Por Clênio
Sierra de Alcântara
Quando,
neste país, órgãos fiscalizadores que deveriam a todo tempo estar a postos,
mantendo diuturnamente as ações que lhe cabem, resolvem, de uma hora para
outra, “intensificar” os trabalhos e mostrar serviço, não há quem não desconfie
de que existe algo a mais do que empenho dessas instituições para aumentarem a
produtividade de seus funcionários.
Nas
últimas semanas a população da Região Metropolitana do Recife acompanhou a
divulgação de ações fiscalizadoras levadas a cabo por representantes da
Vigilância Sanitária e do Procon, que visitaram e interditaram vários
supermercados que desrespeitavam normas básicas de armazenamento e
comercialização de alimentos.
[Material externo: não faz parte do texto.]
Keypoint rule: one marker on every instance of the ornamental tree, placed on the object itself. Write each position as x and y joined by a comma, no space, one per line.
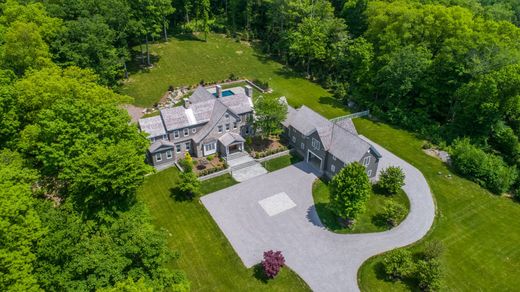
349,191
272,263
391,179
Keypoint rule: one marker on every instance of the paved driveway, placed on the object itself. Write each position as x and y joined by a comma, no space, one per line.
325,260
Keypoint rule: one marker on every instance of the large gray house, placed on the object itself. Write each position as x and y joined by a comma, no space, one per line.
328,145
211,120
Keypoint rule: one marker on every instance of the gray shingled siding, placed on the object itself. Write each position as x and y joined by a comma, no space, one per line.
153,158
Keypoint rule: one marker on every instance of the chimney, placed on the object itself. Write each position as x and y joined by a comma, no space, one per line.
219,91
249,90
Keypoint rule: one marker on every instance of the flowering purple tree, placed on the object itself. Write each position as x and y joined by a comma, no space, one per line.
272,263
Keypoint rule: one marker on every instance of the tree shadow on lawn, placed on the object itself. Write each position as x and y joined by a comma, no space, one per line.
180,196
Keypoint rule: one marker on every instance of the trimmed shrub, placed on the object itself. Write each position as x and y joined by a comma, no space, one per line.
391,180
272,263
398,264
488,170
393,213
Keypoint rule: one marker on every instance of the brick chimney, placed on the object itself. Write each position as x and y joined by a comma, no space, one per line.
249,90
219,90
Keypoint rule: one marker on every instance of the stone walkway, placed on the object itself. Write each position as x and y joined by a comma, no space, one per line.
276,211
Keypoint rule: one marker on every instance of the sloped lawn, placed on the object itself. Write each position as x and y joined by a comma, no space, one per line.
206,256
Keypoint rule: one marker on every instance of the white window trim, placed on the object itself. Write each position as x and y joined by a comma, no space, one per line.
366,161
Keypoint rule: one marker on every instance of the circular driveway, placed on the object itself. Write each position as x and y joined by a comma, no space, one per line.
287,221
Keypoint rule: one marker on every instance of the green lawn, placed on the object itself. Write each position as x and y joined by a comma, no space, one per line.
367,222
480,231
187,61
206,256
281,162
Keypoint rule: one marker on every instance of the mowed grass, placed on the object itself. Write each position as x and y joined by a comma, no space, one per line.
368,221
187,61
480,231
281,162
205,254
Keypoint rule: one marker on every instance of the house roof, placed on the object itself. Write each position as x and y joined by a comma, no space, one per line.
230,138
160,145
341,140
153,126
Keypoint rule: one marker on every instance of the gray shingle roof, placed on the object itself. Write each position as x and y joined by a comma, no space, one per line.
340,141
229,138
153,126
160,144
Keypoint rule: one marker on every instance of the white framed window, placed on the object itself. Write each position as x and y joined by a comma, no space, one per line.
366,161
315,144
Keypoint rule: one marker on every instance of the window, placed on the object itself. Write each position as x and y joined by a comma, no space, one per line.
315,143
209,147
366,161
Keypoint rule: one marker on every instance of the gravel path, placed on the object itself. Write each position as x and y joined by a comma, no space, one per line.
325,260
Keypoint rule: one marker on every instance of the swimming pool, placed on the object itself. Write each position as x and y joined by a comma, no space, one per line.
225,93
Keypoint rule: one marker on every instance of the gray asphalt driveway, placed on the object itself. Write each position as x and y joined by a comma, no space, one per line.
325,260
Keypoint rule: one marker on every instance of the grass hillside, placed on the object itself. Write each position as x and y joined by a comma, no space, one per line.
480,231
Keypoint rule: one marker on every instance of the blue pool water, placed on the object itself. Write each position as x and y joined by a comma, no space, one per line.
225,93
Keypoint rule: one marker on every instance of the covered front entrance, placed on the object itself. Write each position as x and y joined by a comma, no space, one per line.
231,143
314,160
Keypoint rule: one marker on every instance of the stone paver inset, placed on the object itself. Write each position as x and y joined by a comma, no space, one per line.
325,260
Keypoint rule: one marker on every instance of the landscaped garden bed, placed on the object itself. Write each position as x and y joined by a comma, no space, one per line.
209,164
260,147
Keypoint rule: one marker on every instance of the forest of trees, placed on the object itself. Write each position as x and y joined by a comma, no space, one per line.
70,162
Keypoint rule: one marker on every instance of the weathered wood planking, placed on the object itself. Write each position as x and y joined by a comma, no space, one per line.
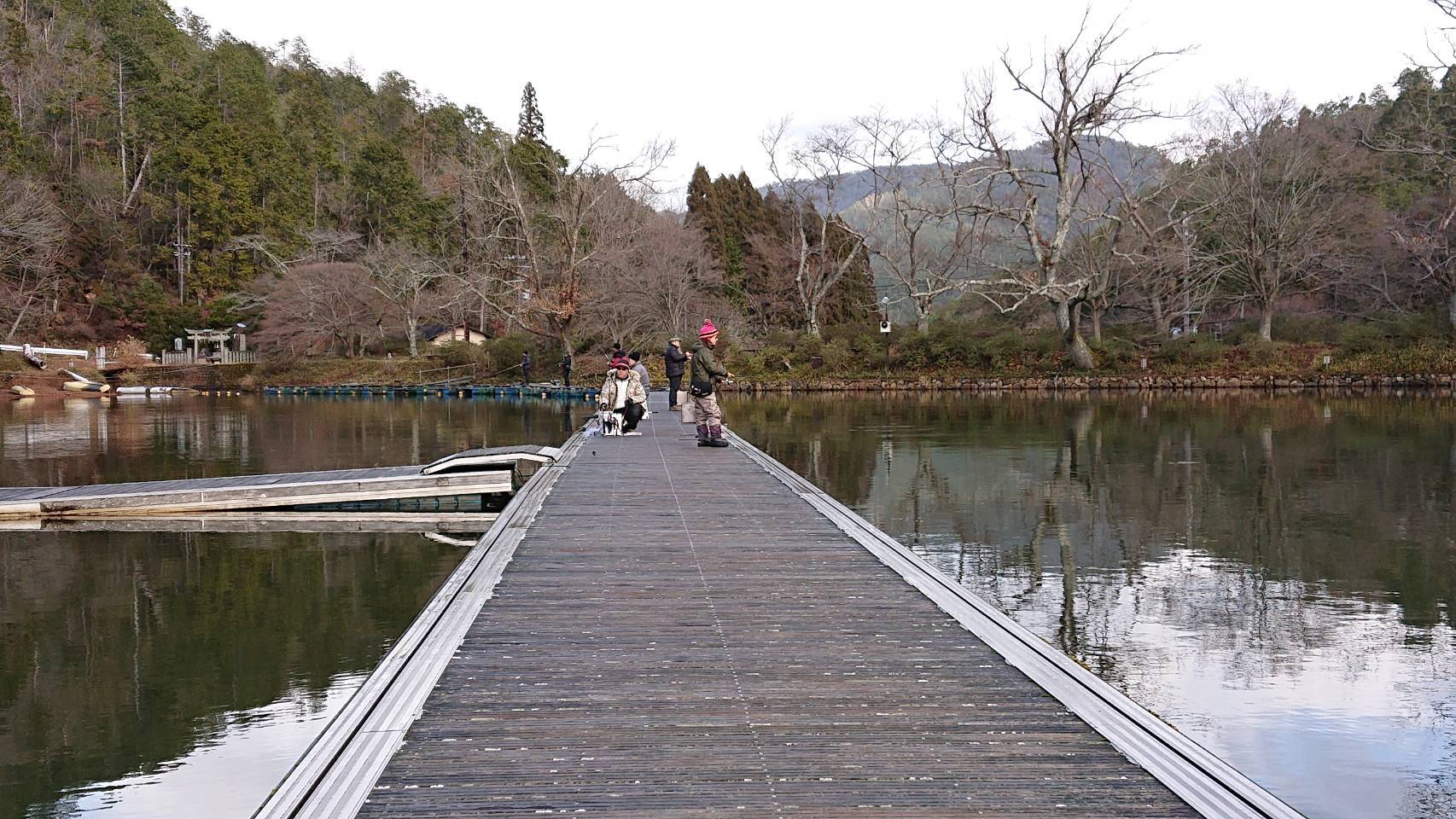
683,635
E o que foi que os fiscais encontraram em tais
estabelecimentos infratores? Toneladas de produtos vencidos; carnes que não
tinham sido liberadas para a comercialização pelos órgãos competentes;
revalidação de mercadorias; e inadequação da temperatura de aparelhos de
refrigeração para a conservação de vários tipos de alimentos. E isso, caro
leitor, não foi encontrado na mercearia de Dona Neta e nem na barraca de Seu
Manuel; foi em negócio de gente grande, como o Carrefour e o Bompreço, entre
outros.
Seja
pelo motivo que tenha sido – como a proximidade da chegada dos milhares de
turistas que virão assistir aos jogos da Copa do Mundo, dizem alguns -, o fato
é que essa maior – e ela não terminou, felizmente – diligência dos órgãos de
defesa do consumidor deixou muito claro o quanto que o cidadão é enganado por
empresários inescrupulosos que visão tão somente ao lucro e que se dane o
resto. A desfaçatez com que alguns deles dão a resposta pronta: “tomaremos as
devidas providências para que isso não mais se repita”, quando suas empresas são
pegas em flagrante delito, me chega somente como uma grande provocação, como
uma tremenda zombaria, como se fôssemos uns basbaques, uns idiotas que não
tivéssemos noção do quão grave é a questão e o risco de se ingerir alimentos
impróprios para o consumo humano.
Quem
já trabalho e/ou trabalha com a comercialização de produtos perecíveis, como
foi o meu caso, conhece bem o modo como a política do lucro a qualquer custo é
tomada por algumas empresas, que buscam incutir essa “lógica do mercado” nos
seus funcionários. Duvido que, por medo de perder o emprego, alguém já não
tenha sido “cúmplice” de algum empresário em pelo menos um episódio que
objetivasse lesar o consumidor. Os fatos e somente os fatos divulgados a
respeito da interdição de supermercados ocorrida dias atrás dizem isso por si
só.
Em
entrevista concedida ao muito atraente jornalzinho O Trem Itabirano – edição nº 103, de março passado -, o sociólogo
Bolívar Lamounier declarou o seguinte em resposta à pergunta: “por que os
nossos políticos, em geral, são tão ladrões de dinheiro público?”: “[...] A
corrupção tem muitas formas e muitas causas, são muitos fatores interligados
[...] Tenho duas certezas. Primeiro, ela não se deve a uma falha de caráter dos
brasileiros. Nós não somos piores nem melhores que outros povos. Segundo, uma
grande parte dela se deve à impunidade. Se não começarmos a botar gente de
todas as classes na cadeia, não vai ter jeito [...]” (p. 10-11).
A
corrupção no Brasil, como se sabe, não se restringe ao mundo dos políticos; ela
está disseminada em todas as esferas da sociedade. Punir com severidade os
corruptos deveria ser o básico, mas a Justiça brasileira é seletiva, pune de
verdade alguns indivíduos e outros não, como se existissem cidadãos mais
cidadãos que outros, ainda que eles tenham cometido delitos de mesma natureza.
Uma
Justiça que passa a mão na cabeça de alguém que intencionalmente comercializa
alimentos com prazo de validade vencido e/ou mantidos sob condições de
conservação que comprometem a sua qualidade nutricional, pondo em risco a vida
de um sem-número de pessoas, aplicando contra os criminosos apenas multas,
convenhamos, não é justa, e, também ela, perdeu o seu prazo de validade.